Tassa soggiorno, studenti esclusi

Chieti, passa la proposta di Marzoli per gli universitari. Ma slitta l’introduzione prevista per il 1° luglio
CHIETI. Niente tassa di soggiorno per gli studenti universitari iscritti alla d’Annunzio. È quanto prevede una proposta del consigliere Pd Alessandro Marzoli che, ieri, è stata approvata in una seduta congiunta delle commissioni Bilancio, Regolamento e Turismo. La proposta di Marzoli, appoggiata dal consigliere Luigi Febo (Chieti per Chieti) e poi da tutta l’opposizione e anche dalla maggioranza, introduce una modifica al regolamento della tassa sugli alberghi che dovrebbe entrare in vigore a partire dal prossimo 1° luglio: per gli hotel 4 stelle è previsto il pagamento di un euro al giorno per i primi 5 giorni e poi gratis; per le altre strutture (compresi i bed & breakfast) si pagheranno 70 centesimi al giorno sempre per 5 giorni. Dopo i passaggi in commissione, che dovrebbero concludersi entro fine mese, il regolamento dovrà passare anche in consiglio comunale: l’obiettivo del sindaco Umberto Di Primio resta quello di partire tra due settimane ma non è detto che si faccia in tempo e l’istituzione della tassa di soggiorno potrebbe slittare. Con il passaggio in consiglio del regolamento, è prevedibile che intorno alla tassa di soggiorno riprenda la polemica: secondo i consiglieri del M5S, Ottavio Argenio e Manuela D’Arcangelo, la tassa falserebbe il bilancio. Nel bilancio, l’amministrazione Di Primio ha inserito un’entrata di 40mila euro proveniente dalla tassa di soggiorno: «Un previsione di entrata irrealizzabile e totalmente illegittima», per i consiglieri grillini. Anche Febo ha contestato la messa a bilancio dei 40mila euro annunciando un ricorso al Tar.

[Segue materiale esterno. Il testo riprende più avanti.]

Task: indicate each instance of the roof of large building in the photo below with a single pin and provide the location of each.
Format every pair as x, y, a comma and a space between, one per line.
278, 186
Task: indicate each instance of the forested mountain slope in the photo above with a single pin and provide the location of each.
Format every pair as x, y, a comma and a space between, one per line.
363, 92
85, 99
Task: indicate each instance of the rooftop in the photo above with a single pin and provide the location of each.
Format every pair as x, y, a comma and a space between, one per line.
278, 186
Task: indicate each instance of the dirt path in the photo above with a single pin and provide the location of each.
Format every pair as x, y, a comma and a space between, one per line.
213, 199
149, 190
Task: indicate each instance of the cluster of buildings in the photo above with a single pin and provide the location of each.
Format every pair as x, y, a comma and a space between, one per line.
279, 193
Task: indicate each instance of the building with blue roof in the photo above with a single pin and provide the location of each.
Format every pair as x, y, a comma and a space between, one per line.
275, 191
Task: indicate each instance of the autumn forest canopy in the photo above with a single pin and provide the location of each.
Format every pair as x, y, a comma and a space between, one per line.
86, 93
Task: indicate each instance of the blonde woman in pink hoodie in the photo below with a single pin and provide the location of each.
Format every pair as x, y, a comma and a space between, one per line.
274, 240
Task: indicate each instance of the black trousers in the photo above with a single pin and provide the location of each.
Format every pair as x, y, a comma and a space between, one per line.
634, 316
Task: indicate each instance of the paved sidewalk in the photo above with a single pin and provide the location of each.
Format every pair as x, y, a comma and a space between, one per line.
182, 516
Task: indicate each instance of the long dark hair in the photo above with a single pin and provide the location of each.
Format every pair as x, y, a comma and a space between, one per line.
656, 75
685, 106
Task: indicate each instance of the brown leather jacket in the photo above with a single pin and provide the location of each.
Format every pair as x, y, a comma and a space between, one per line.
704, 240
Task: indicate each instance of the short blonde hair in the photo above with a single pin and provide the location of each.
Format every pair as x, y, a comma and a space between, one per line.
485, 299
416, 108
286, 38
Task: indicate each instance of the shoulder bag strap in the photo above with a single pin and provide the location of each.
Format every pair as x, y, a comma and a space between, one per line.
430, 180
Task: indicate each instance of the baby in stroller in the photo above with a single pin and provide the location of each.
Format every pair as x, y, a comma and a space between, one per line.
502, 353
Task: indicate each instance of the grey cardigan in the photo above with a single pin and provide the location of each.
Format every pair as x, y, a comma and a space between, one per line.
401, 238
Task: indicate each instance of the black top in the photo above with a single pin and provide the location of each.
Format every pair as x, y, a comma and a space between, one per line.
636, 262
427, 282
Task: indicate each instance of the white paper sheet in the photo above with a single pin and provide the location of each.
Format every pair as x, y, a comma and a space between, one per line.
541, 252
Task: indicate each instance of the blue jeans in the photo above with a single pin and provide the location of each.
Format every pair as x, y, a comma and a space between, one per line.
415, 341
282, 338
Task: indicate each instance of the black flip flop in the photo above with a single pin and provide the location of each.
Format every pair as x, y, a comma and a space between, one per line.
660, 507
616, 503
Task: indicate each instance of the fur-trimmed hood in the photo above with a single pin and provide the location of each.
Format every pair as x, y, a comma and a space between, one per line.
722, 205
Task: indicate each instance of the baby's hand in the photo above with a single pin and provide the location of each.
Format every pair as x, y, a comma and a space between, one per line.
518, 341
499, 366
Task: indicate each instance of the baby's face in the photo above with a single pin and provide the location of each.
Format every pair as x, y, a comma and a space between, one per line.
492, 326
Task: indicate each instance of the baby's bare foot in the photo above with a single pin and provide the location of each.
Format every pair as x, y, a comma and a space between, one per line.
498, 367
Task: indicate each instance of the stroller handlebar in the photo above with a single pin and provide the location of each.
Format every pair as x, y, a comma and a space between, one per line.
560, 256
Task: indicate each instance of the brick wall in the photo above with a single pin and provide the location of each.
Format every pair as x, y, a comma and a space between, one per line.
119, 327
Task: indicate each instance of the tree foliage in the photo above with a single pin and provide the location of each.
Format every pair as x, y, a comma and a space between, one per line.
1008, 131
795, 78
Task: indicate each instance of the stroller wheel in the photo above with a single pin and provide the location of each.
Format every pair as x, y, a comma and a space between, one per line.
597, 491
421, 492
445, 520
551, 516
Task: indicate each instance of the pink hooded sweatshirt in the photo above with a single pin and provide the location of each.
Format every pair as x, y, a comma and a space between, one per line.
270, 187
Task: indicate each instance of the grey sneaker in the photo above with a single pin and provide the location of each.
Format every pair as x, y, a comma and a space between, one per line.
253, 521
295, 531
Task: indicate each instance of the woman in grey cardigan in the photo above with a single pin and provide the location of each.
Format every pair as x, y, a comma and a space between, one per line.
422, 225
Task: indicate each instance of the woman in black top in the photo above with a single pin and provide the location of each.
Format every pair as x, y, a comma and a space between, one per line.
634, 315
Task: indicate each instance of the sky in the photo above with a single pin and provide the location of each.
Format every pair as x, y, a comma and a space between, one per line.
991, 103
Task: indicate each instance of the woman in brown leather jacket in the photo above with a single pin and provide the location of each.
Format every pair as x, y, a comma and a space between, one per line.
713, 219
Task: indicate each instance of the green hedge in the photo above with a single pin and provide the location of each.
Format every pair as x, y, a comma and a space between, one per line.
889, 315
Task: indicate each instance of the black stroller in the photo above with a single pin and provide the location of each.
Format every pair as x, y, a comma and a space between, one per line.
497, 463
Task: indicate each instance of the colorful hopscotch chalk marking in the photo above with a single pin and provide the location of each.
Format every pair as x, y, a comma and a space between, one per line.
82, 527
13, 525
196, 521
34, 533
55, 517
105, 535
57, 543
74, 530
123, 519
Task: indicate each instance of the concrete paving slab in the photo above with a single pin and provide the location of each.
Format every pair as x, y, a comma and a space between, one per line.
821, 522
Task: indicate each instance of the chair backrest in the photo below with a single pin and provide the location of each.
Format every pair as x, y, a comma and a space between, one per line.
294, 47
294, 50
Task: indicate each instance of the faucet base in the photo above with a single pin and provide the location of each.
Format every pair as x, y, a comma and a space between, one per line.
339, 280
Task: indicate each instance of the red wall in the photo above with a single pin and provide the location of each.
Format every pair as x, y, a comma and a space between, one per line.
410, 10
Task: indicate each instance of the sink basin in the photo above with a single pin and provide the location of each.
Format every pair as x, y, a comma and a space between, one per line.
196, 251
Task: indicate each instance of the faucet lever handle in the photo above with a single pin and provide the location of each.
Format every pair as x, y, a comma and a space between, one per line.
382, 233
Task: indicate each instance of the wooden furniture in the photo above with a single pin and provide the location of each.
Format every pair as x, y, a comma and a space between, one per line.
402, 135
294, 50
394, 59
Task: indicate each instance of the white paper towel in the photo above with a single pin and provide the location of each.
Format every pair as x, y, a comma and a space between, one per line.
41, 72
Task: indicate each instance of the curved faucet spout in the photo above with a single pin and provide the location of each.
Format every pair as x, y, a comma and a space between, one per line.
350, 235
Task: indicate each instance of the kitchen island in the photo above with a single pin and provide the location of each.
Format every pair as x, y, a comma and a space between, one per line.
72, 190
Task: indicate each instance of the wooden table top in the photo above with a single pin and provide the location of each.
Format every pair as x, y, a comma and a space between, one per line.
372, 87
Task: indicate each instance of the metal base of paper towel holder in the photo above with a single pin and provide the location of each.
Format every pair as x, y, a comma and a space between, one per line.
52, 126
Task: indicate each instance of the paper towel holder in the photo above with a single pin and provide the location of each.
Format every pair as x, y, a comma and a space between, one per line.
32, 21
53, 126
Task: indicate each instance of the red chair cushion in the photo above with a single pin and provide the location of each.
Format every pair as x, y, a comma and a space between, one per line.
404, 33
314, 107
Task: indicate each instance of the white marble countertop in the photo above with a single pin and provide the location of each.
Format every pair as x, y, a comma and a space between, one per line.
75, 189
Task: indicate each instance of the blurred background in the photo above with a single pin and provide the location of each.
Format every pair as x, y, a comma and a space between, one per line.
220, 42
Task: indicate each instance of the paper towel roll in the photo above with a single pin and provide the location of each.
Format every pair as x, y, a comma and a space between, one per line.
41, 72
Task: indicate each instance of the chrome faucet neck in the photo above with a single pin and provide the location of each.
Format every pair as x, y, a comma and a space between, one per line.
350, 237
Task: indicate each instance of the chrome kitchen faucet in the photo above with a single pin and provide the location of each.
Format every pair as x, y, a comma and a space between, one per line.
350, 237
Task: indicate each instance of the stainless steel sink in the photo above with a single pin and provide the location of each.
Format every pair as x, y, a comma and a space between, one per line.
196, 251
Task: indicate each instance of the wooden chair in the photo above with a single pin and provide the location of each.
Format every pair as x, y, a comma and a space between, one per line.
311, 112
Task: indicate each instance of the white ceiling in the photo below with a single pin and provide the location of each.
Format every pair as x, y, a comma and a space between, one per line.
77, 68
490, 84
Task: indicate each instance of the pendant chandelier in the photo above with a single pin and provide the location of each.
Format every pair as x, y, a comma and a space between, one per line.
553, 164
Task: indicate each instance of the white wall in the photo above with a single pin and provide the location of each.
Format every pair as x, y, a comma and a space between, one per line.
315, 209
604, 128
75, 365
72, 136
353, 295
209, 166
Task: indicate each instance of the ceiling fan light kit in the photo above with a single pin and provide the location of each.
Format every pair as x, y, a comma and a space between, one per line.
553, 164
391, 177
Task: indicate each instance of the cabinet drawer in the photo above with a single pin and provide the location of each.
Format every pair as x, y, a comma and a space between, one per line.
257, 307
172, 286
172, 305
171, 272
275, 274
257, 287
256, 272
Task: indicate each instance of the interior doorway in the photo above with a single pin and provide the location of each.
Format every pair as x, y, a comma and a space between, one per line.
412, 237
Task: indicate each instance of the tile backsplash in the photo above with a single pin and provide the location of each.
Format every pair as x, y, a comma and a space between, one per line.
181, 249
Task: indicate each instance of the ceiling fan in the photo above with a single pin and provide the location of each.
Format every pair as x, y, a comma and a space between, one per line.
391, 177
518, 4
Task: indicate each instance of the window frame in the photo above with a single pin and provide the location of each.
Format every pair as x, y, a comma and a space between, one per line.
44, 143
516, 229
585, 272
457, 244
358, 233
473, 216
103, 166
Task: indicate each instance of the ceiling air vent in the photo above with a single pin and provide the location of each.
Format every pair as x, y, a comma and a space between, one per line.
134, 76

«È stato inserito il modello Milano, nel cui regolamento è espressamente prevista l’esclusione degli universitari, mentre altre città applicano regolarmente la tassa o prevedono solo una riduzione. L’esclusione», spiega Marzoli, «riguarderà solamente gli iscritti all’ateneo teatino d’Annunzio e ha un duplice obiettivo: non disincentivare in alcun modo la presenza costante di studenti fuori sede a Chieti e favorirne la stabilità nel pernottare in strutture del nostro territorio; mandare un chiaro messaggio di sostegno a tutte le attività commerciali della parte bassa e alta della città, non solo alberghiere, che in questi anni hanno avuto il coraggio di investire energie e risorse nel territorio teatino. L’università», dice il consigliere, «è una risorsa preziosa per le economie e per il futuro della nostra comunità e l’approvazione dell’emendamento al regolamento va esattamente in questa direzione. Per il momento», dice Marzoli, «desidero ringraziare i presidenti di commissione, Marco D’Ingiullo, Maurizio Costa e Maura Micomonaco, e tutti i colleghi consiglieri che hanno appoggiato la proposta e votato favorevolmente all’emendamento».